No Reversal of CENVAT Credit of Excise Duty can be Done prior to Clearance or Removal of Goods: CESTAT [Read Order]

No Reversal of CENVAT Credit of Excise Duty - prior to Clearance or Removal of Goods - CESTAT - TAXSCAN

The Mumbai bench of the Customs, Excise and Service Tax Appellate Tribunal (CESTAT) held that the CENVAT credit cannot reversed before clearance/removal of the goods. 

Alfa Laval (India) Limited, the appellant assessee was a manufacturer of ‘equipment for heating, cooling and separation’ and, having procured certain ‘taxable services’ proceeded to take credit of tax in the invoices as permissible under rule 3 of CENVAT Credit Rules, 2004. 
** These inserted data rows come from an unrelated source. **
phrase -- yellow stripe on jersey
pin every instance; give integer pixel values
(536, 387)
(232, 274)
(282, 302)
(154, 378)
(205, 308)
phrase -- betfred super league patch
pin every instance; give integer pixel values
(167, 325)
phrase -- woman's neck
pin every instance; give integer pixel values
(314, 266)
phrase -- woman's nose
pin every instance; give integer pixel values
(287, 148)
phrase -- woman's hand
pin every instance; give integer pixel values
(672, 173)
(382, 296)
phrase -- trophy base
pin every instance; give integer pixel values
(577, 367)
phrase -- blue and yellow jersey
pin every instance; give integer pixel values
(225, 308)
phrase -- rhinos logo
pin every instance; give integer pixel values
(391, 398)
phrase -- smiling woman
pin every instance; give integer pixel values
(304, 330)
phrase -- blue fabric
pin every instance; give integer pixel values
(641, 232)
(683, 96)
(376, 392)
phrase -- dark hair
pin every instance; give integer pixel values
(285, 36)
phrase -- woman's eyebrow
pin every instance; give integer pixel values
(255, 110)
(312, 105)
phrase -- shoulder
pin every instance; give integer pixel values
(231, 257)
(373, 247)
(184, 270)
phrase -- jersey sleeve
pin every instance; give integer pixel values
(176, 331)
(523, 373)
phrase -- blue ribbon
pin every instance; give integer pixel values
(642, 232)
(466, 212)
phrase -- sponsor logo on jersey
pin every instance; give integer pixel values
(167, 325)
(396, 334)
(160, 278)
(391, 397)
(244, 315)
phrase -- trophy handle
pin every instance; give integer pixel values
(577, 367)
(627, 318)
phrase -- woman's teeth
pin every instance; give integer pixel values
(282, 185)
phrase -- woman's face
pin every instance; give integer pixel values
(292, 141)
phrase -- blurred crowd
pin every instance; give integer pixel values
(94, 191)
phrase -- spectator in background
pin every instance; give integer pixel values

The assessee appealed against the order passed by the Commissioner of Central Excise for the recovery under Rule 14 of the CENVAT Credit Rules and the imposition of the penalty under Rule 15 of the CENVAT Credit Rules. 

Jitendra Motwani, the counsel for the assessee contended that the machinery provision for disaggregation of credit did not require the exercise of option at the beginning of the year and that the self-contained scheme, for neutralization under rule 6(3A) of CENVAT Credit Rules did not envisage any timelines therein. 

Bhilegaonkar Deepak, the counsel for the department relied on the decisions made by the lower authorities and contended that the assessee was not eligible to avail of the CENVAT Credit and that the recovery raised by the revenue was as per the law and liable to be sustained. 

The Bench observed that in the case of  Hello Minerals Water (P) Ltd, the court held that the reversal of CENVAT credit amounts to non-taking of credit on the inputs. Hence the benefit had to be given to the notification granting exemption/rate of duty on the final product since the reversal of the credit on the input was done at the Tribunal’s stage. 

The two-member bench comprising Ajay Sharma (Judicial) and C J Mathew (Technical) held that no reversal of CENVAT Credit can be done before clearance or removal of goods.